The visuals of this video can make you believe that the only thing obstructing the aspirations of middle and upper-class women is the “backward mentality of society” embodied by working class and ‘lower’ caste lives, who are the relics of the ‘past’ coming in the way of the ‘forward’ march to ‘modernity’. There is no mention of violence perpetrated by the structures of the state, family or police, or of holding these institutions accountable. Instead, the only way in which any institutionalized mechanism of redressal is imagined is by the ‘protection of the male police and not just the women police force’. Completely obliterating custodial violence as a lived reality. Such a formulation then seems to tacitly suggest that there is a need for a ‘civilizing’ mission which will bring about a ‘change in mentality,’ en masse.
Such a diagnosis of the problem mistakes the wood for the trees, and focuses on behavioural change of the men and boys, as opposed to understanding the dynamic struggle against structures of power and oppression. In such an analysis, the women “who do not wear what Indian women are supposed to wear”, somehow become more vulnerable to violence, when in fact, it is one’s location of marginalisation with regard to caste, class, race, sexuality etc (despite your clothes!), that makes one vulnerable. This video has got nothing to do with feminism in India or the fight against sexual violence, but only reinforces the casteist and classist representation of a much-fetishized media narrative of ‘security.’ Such a depiction only undermines feminist effort to push for a better understanding of sexual violence.

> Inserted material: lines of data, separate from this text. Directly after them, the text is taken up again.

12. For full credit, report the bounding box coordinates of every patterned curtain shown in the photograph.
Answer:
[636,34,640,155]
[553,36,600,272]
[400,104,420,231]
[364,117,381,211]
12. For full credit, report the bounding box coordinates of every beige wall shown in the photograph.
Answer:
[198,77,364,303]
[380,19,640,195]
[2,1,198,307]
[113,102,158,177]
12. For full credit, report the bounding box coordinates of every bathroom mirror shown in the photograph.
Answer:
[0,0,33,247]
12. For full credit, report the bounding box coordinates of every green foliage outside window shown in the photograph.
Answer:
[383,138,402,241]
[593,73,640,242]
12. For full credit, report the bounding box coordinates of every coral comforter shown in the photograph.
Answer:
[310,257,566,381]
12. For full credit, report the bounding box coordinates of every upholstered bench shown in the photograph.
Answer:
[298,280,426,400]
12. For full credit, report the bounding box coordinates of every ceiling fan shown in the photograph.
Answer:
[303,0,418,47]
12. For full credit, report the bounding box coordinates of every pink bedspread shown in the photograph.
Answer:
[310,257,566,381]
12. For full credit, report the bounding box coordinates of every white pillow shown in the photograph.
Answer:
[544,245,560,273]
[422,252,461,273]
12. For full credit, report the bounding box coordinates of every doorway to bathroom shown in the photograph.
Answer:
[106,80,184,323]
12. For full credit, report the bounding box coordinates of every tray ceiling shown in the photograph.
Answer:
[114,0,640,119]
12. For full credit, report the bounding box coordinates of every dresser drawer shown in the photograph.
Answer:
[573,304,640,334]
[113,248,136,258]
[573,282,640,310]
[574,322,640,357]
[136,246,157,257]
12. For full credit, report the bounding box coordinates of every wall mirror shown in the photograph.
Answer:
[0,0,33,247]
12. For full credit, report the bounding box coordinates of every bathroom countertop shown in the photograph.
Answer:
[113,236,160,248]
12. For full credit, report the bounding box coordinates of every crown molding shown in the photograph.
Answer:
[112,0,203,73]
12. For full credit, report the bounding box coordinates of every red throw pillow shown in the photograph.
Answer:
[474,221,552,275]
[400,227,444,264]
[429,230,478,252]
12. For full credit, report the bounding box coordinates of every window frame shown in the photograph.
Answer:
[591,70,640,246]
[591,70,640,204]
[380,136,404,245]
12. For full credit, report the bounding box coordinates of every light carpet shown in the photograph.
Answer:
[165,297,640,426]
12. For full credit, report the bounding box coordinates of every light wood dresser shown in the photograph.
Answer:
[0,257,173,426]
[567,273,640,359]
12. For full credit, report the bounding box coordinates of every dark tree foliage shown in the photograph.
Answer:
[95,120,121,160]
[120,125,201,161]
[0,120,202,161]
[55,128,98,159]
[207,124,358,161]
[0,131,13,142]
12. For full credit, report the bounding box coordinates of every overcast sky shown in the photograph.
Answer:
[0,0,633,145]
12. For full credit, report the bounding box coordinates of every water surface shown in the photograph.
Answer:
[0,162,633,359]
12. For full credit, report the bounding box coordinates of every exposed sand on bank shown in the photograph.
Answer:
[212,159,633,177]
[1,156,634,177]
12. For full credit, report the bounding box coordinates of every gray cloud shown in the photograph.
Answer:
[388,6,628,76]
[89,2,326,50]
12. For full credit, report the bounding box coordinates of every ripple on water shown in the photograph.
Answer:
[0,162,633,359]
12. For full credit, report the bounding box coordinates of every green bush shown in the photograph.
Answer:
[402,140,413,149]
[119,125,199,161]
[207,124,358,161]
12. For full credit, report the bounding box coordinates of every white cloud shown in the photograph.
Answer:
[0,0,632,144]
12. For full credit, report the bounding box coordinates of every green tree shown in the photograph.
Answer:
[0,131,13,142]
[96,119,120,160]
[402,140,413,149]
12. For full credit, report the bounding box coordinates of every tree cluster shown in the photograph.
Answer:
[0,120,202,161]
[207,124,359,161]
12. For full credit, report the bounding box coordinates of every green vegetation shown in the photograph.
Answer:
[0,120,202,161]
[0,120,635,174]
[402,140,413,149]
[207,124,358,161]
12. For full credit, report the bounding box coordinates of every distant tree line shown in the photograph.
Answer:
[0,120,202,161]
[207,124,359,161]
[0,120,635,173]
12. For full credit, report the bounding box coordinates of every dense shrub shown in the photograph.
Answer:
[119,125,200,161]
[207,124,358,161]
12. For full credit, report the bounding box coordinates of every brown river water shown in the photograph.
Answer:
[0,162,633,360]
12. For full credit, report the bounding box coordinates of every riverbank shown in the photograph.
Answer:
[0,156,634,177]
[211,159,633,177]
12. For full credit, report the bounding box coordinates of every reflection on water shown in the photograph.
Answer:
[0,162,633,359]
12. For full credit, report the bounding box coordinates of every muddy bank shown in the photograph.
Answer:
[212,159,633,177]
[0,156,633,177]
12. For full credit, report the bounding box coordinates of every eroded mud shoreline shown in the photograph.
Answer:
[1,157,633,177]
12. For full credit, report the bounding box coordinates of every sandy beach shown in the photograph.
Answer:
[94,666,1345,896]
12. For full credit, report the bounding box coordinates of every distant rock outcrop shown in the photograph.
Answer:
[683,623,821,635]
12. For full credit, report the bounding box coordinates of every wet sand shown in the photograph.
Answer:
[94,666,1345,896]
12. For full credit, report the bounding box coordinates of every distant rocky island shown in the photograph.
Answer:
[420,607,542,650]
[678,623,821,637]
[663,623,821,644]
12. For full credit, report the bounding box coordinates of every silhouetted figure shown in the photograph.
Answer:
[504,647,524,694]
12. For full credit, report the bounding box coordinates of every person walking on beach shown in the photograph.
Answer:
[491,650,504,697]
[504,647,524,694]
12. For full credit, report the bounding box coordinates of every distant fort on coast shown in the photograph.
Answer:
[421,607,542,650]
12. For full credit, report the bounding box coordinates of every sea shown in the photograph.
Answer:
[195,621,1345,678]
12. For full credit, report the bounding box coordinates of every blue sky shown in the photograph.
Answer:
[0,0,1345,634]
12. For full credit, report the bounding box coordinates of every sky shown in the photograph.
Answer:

It must also be pointed out how it is only ‘fearless’ women from a particular class and caste whose voice is provided with a platform in this video, working-class women are visible only in the background. They may be seen taking public transport at night, but their problems and experiences are completely invisibilised! All in all, this very attempt by Guardian and other such media houses/researchers of attempting to adopt women’s safety in Delhi as their pet project is clearly indicative of the fetishization of a reductive women’s’ safety narrative- which deliberately chooses to obliterate and render hyper-visible parts of the problem but not the problem itself.
It has been exhausting for us as well to constantly be inundated with requests from the media to perform a certain “Indian feminism”, wear ‘shorts’ and pose outside the hostel gate with a placard saying “I resist”, and other such visually appealing “acts of rebellion.” The media while being so fascinated with our ‘night marches’, has rarely bothered with our protests against hostel fee hike or for ICCs. The challenge then is to also simultaneously resist the dominant discourse on security through engagement with the media, which always already comes with a set framework on how it wants to represent the women’s question in the ‘Global South.’ There has been enough criticism of the documentary, “India’s daughter” or the Buzzfeed article about a photography project on ‘public space and harassment’, so the repetition of this narrative is rather disappointing, even if the video attempts to problematize “women’s empowerment through self-defence”.
The restructuring of public space and infrastructure, the gendered nature of public spaces is a reality and needs to be engaged with, but this conversation cannot be about reinforcing existing hierarchies or a battle that only ‘benefits’ a certain section of women, but a fight against all the institutions and structures of oppression that produce these inequalities, that exclude and marginalise.